Хаймек весь дрожал от ярости. «Ябеда противная, – подумал он, –Простыни ей жаль, а больше ничего. А он-то еще посочувствовал ей, когда немцы забрали бабушкины серьги. Так ей и надо, жадине. Не то еще ей будет. Вот возьму и выброшу ночью ее парик. Пусть ходит простоволосой!»
Он придумал бы еще не то, если бы не примиряющий мамин голос: «Не нужно так говорить. Хаймек… я хочу, чтобы ты знал, Яков, Хаймек вел себя, как настоящий мужчина. Старался сделать все, что мог. Как сделал бы ты сам. Правильно я говорю, мой мальчик?»
Хаймек посмотрел на маму с благодарностью и кивнул. Папа глядел на сына с гордостью и любовью. Вслух он сказал:
– Есть из-за чего расстраиваться. Вы бы видели, сколько всякого добра побросали по дороге люди. А тот узел, что был у меня? От него ничего не осталось. Возблагодарим Бога за то, что мы живы и снова вместе. Господь всемогущ, жалостлив и милосерден. Уж как-нибудь он позаботится о наших пакетах…
Хаймек, не отрываясь, смотрел на своего папу. Никогда прежде не думал он, что его папа может выглядеть так потерянно и жалко. Широкая спина его была согнута, густая борода исчезла, и даже шляпа имела какой-то подавленный вид. Только сейчас он увидел, сколько седины появилось у отца на висках. Увидел он также и широкий красный рубец на отцовской шее, похожий на след от удара плеткой. Руки отца, всегда такие уверенные и надежные, сейчас все время вздрагивали, черные глаза утратили всегдашний живой блеск, белки глаз были испещрены красными прожилками. Мальчику очень хотелось расспросить отца, что происходило с ним в эти последние часы, и он уже совсем собрался было потянуть отца за рукав, но тут увидел устремленный на него сверху вниз тоскливый, полный отчаяния и страха взгляд, какого не видел раньше никогда. И проглотив вертевшийся на кончике языка вопрос, Хаймек вместо этого молча и бережно погладил отцовский рукав, не сказав ни слова.
– Я должен поблагодарить Бога молитвой избавившегося от опасности, – сказал папа, отступив от мамы на шаг, после чего вытер ботинки о землю и произнес нараспев:
– Барух Ата Адонай Элоѓейну Мелех хаолам хагомель лахаявим товот шегмалани коль тов[5]…
– Амен, – вставила бабушка, тут же добавив, – ми шегмалани коль тов…
Где-то невдалеке послышались выстрелы. Мальчик прижался к отцу и прошептал: «Папа… уйдем отсюда…» Но отец Хаймека даже не двинулся с места.
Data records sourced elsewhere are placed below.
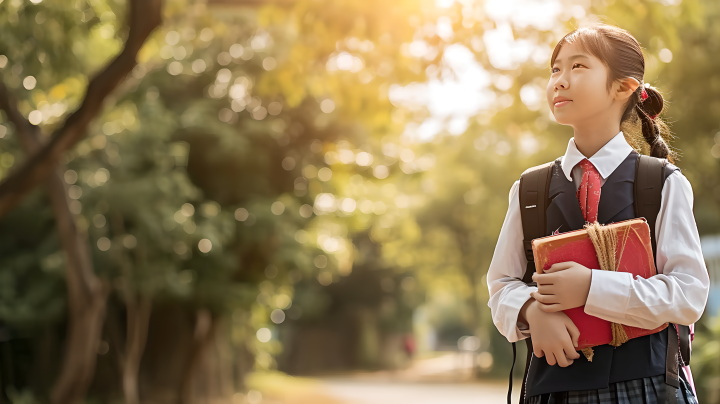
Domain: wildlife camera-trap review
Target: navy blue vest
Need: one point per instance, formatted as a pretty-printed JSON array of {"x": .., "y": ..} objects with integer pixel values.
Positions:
[{"x": 637, "y": 358}]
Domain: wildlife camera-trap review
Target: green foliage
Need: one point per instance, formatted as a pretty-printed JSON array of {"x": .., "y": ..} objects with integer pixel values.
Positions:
[{"x": 256, "y": 159}]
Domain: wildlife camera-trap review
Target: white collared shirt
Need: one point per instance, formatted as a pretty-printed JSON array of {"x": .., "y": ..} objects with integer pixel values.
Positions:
[{"x": 677, "y": 294}]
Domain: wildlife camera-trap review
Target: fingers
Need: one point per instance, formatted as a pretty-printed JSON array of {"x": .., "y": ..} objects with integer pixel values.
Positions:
[
  {"x": 561, "y": 359},
  {"x": 544, "y": 279},
  {"x": 544, "y": 299},
  {"x": 559, "y": 266},
  {"x": 551, "y": 308},
  {"x": 574, "y": 332},
  {"x": 550, "y": 357},
  {"x": 546, "y": 289},
  {"x": 569, "y": 349}
]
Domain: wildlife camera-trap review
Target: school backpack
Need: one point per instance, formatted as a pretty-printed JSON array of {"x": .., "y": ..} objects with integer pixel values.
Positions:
[{"x": 534, "y": 200}]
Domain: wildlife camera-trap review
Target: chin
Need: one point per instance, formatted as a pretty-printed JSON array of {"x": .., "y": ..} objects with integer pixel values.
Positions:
[{"x": 562, "y": 120}]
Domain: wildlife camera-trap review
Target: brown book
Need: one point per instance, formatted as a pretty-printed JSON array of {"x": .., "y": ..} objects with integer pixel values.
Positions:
[{"x": 633, "y": 254}]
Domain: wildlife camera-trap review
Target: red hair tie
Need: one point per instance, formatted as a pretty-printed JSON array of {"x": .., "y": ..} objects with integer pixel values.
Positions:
[{"x": 643, "y": 94}]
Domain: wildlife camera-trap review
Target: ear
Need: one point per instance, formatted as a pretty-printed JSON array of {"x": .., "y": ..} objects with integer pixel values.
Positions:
[{"x": 625, "y": 88}]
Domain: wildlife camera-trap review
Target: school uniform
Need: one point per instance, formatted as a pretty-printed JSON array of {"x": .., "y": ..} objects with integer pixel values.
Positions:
[{"x": 633, "y": 372}]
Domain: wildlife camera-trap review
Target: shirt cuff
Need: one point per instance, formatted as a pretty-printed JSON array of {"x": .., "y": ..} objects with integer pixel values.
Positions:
[
  {"x": 513, "y": 303},
  {"x": 609, "y": 294}
]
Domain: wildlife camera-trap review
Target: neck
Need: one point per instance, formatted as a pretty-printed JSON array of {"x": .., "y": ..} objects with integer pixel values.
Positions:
[{"x": 592, "y": 136}]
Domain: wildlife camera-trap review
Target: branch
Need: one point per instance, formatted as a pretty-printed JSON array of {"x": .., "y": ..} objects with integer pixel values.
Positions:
[{"x": 144, "y": 17}]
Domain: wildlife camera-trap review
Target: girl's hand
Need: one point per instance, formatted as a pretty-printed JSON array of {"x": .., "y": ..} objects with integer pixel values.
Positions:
[
  {"x": 563, "y": 286},
  {"x": 554, "y": 335}
]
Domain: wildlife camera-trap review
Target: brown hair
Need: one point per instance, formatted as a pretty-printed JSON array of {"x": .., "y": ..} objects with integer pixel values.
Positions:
[{"x": 623, "y": 56}]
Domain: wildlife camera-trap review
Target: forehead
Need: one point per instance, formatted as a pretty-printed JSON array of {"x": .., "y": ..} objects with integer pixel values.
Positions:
[{"x": 572, "y": 51}]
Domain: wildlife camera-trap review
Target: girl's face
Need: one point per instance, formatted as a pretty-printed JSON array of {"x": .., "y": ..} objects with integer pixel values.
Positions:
[{"x": 577, "y": 87}]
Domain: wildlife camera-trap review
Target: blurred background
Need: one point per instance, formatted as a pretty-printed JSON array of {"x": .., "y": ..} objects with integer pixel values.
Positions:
[{"x": 295, "y": 201}]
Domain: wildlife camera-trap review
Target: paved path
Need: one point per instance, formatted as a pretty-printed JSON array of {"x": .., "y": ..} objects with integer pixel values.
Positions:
[{"x": 441, "y": 380}]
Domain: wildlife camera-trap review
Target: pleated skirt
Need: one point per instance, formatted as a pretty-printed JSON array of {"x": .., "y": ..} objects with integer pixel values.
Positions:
[{"x": 648, "y": 390}]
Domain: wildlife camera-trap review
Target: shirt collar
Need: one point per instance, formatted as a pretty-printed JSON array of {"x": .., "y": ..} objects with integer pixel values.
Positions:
[{"x": 606, "y": 160}]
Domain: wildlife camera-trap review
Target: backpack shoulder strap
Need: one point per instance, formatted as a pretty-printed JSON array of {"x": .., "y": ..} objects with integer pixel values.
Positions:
[
  {"x": 649, "y": 181},
  {"x": 650, "y": 176},
  {"x": 534, "y": 184}
]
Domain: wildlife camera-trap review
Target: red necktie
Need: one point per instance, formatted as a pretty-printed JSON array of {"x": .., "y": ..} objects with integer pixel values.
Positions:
[{"x": 589, "y": 192}]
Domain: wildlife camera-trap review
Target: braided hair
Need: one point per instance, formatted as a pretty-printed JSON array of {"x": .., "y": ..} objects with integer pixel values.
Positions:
[{"x": 623, "y": 56}]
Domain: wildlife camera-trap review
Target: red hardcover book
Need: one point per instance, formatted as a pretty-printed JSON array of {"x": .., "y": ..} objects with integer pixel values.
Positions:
[{"x": 634, "y": 251}]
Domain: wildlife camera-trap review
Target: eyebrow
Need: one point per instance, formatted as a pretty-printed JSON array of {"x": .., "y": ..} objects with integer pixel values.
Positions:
[{"x": 578, "y": 56}]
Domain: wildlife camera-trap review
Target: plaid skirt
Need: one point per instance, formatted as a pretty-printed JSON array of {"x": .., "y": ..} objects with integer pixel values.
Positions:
[{"x": 648, "y": 390}]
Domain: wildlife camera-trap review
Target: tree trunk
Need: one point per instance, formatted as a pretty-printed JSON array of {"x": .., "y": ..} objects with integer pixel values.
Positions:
[
  {"x": 138, "y": 320},
  {"x": 87, "y": 295},
  {"x": 205, "y": 327}
]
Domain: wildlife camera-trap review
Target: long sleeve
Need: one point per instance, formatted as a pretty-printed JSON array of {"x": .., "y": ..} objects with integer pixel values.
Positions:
[
  {"x": 679, "y": 292},
  {"x": 507, "y": 291}
]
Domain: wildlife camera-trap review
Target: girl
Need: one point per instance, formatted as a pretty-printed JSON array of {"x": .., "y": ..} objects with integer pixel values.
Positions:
[{"x": 596, "y": 86}]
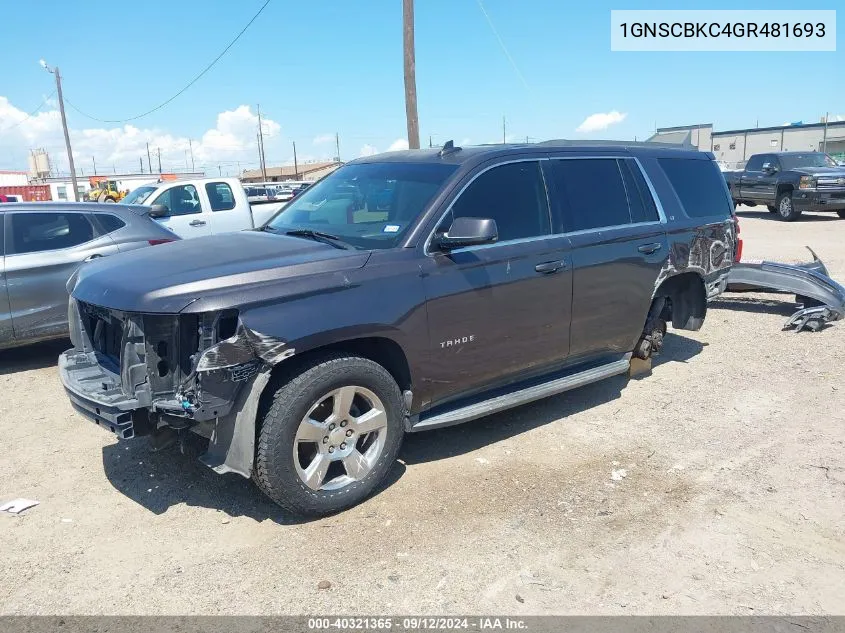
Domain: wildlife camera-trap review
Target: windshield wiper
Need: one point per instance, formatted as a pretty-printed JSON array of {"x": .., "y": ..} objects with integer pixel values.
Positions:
[{"x": 319, "y": 236}]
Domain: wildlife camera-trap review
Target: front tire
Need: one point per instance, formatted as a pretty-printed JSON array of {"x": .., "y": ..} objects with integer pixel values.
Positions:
[
  {"x": 330, "y": 435},
  {"x": 786, "y": 210}
]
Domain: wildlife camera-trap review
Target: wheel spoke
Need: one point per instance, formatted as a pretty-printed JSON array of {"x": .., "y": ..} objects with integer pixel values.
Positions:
[
  {"x": 342, "y": 402},
  {"x": 372, "y": 420},
  {"x": 316, "y": 472},
  {"x": 310, "y": 430},
  {"x": 356, "y": 466}
]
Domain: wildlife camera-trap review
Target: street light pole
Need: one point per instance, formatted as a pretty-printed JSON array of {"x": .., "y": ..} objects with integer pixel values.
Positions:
[{"x": 55, "y": 71}]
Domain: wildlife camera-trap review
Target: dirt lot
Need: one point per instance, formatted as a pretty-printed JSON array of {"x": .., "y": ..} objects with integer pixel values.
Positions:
[{"x": 733, "y": 499}]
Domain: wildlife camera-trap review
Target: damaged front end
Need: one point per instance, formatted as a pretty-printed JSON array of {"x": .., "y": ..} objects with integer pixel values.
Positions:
[
  {"x": 161, "y": 374},
  {"x": 822, "y": 298}
]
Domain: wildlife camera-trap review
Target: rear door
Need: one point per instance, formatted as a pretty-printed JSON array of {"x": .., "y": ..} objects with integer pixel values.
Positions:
[
  {"x": 500, "y": 310},
  {"x": 751, "y": 187},
  {"x": 6, "y": 331},
  {"x": 618, "y": 242},
  {"x": 42, "y": 252},
  {"x": 185, "y": 214}
]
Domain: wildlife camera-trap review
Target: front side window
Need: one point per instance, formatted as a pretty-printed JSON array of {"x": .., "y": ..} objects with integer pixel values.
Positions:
[
  {"x": 700, "y": 186},
  {"x": 592, "y": 193},
  {"x": 37, "y": 232},
  {"x": 181, "y": 200},
  {"x": 513, "y": 195},
  {"x": 755, "y": 163},
  {"x": 220, "y": 196},
  {"x": 367, "y": 205},
  {"x": 810, "y": 159}
]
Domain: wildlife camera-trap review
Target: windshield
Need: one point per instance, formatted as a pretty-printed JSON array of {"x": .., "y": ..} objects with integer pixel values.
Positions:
[
  {"x": 810, "y": 159},
  {"x": 369, "y": 206},
  {"x": 138, "y": 195}
]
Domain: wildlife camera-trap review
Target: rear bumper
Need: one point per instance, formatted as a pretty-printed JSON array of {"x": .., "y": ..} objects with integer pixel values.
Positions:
[
  {"x": 95, "y": 393},
  {"x": 813, "y": 200}
]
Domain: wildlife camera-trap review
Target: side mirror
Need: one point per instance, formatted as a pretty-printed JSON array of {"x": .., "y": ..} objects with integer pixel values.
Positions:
[
  {"x": 159, "y": 211},
  {"x": 468, "y": 232}
]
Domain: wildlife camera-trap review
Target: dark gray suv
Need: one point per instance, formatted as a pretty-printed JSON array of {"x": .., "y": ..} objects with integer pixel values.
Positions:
[{"x": 403, "y": 292}]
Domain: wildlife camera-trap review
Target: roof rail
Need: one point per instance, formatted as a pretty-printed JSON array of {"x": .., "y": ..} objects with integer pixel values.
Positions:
[{"x": 570, "y": 143}]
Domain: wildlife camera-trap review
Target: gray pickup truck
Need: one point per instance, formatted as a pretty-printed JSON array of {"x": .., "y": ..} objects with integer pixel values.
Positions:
[{"x": 789, "y": 183}]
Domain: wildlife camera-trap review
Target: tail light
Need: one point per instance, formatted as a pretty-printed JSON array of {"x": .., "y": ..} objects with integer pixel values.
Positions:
[{"x": 738, "y": 249}]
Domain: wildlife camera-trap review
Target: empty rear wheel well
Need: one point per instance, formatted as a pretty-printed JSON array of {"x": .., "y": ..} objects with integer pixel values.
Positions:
[{"x": 686, "y": 301}]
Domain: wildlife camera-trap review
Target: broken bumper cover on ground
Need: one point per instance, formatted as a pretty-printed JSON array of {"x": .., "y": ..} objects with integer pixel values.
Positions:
[{"x": 823, "y": 298}]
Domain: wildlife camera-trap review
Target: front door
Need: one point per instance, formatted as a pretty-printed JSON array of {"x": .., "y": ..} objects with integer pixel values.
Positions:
[
  {"x": 498, "y": 311},
  {"x": 185, "y": 215},
  {"x": 43, "y": 251},
  {"x": 619, "y": 245}
]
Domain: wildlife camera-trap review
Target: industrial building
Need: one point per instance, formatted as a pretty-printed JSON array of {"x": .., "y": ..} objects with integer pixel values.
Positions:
[{"x": 734, "y": 147}]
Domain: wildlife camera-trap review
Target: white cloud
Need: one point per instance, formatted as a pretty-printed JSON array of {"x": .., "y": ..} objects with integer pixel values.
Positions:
[
  {"x": 232, "y": 139},
  {"x": 601, "y": 121}
]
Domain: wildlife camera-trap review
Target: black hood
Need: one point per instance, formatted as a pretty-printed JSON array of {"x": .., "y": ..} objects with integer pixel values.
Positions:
[
  {"x": 169, "y": 277},
  {"x": 825, "y": 172}
]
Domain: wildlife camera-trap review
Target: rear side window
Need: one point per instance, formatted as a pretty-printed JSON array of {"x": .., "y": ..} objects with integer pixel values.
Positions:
[
  {"x": 700, "y": 186},
  {"x": 109, "y": 222},
  {"x": 514, "y": 195},
  {"x": 593, "y": 193},
  {"x": 640, "y": 201},
  {"x": 37, "y": 232},
  {"x": 220, "y": 196}
]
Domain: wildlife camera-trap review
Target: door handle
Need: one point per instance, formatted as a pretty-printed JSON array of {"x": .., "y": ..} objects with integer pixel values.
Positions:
[
  {"x": 648, "y": 249},
  {"x": 548, "y": 268}
]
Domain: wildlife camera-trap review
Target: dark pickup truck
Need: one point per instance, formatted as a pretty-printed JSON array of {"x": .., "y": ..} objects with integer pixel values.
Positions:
[
  {"x": 789, "y": 183},
  {"x": 401, "y": 293}
]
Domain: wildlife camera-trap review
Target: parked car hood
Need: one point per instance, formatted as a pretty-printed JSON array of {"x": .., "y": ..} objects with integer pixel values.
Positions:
[
  {"x": 833, "y": 172},
  {"x": 168, "y": 278}
]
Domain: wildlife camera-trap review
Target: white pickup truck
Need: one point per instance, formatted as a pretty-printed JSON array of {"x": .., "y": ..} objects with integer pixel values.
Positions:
[{"x": 202, "y": 206}]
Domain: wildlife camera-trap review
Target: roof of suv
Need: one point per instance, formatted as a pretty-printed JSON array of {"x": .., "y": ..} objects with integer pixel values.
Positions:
[{"x": 478, "y": 153}]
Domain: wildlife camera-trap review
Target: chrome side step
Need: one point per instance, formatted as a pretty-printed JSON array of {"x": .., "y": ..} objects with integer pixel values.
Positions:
[{"x": 523, "y": 396}]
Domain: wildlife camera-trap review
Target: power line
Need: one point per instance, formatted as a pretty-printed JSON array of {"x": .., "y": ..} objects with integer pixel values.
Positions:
[
  {"x": 502, "y": 44},
  {"x": 30, "y": 115},
  {"x": 191, "y": 83}
]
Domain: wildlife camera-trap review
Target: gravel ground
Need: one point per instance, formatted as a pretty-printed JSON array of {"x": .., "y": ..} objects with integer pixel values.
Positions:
[{"x": 727, "y": 496}]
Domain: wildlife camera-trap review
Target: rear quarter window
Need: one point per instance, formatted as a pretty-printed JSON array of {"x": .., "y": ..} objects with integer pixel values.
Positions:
[{"x": 699, "y": 186}]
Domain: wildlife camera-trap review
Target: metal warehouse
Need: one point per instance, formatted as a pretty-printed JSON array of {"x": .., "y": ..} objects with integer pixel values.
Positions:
[{"x": 734, "y": 147}]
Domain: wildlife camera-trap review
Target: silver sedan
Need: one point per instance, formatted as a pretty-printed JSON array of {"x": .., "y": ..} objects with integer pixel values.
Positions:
[{"x": 43, "y": 243}]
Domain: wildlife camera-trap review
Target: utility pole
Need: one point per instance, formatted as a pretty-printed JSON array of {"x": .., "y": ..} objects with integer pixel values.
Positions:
[
  {"x": 261, "y": 146},
  {"x": 410, "y": 74},
  {"x": 55, "y": 71}
]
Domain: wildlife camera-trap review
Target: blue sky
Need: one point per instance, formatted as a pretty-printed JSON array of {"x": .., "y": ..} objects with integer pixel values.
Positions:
[{"x": 323, "y": 66}]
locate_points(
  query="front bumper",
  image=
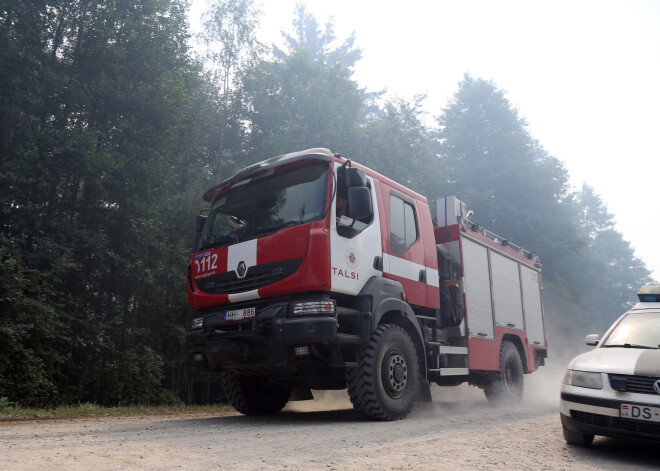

Он погрозил сыну пальцем и строго сказал:
– Я еще не закончил молитву.
Тем временем до них донеслись звуки, заставившие мальчика похолодеть. Это были крики избиваемых немцами людей и громкие стоны раненых.
Папа продолжал молиться.
Весь дрожа, мальчик посмотрел на маму. Ее лицо, обычно смуглое, сейчас было бледным, почти белым. Похоже, она не знала, как ей поступить. Внезапно она решилась. Выставив перед собой Ханночку, она вплотную подошла к папе и сказала срывающимся голосом:
– Немцы приближаются, Яков. Если мы не уйдем сейчас же, тебе будет не до молитв. Хватит уже.
– Но я еще не закончил, – сказал папа.
– Ничего. Бог тебя подождет…
Папа перестал читать молитву и поднял глаза к небу. Хаймек испугался. «Как это мама может так говорить: «Бог тебя подождет…» А что, если Бог рассердится на маму? И накажет всех нас?» Потом он подумал: «А может быть, мама не боится Бога и того, что он может рассердиться?»
Папа стоял в раздумье. Потом опустил голову, вздохнул и сказал:
– Хорошо. Пошли.
Едва они тронулись, раздался решительный голос бабушки:
– Пошли… А куда – «пошли?»
Остановившись, папа и мама произнесли одновременно:
– В Варшаву (это сказал папа).
– На границу. К русским, – мамин голос звучал так, как если бы она давно уже решила про себя этот вопрос.
Бабушка переводила взгляд с дочери на зятя.
– Все идут в Варшаву, – сказал папа. – Все. И мы тоже пойдем в Варшаву.
– Варшава большая, – сказала мама. – Мы с детьми будем жить на площади?
– Мы не будем жить на площади,– сказал папа. – Мы будем жить с моим отцом… пока не минует опасность…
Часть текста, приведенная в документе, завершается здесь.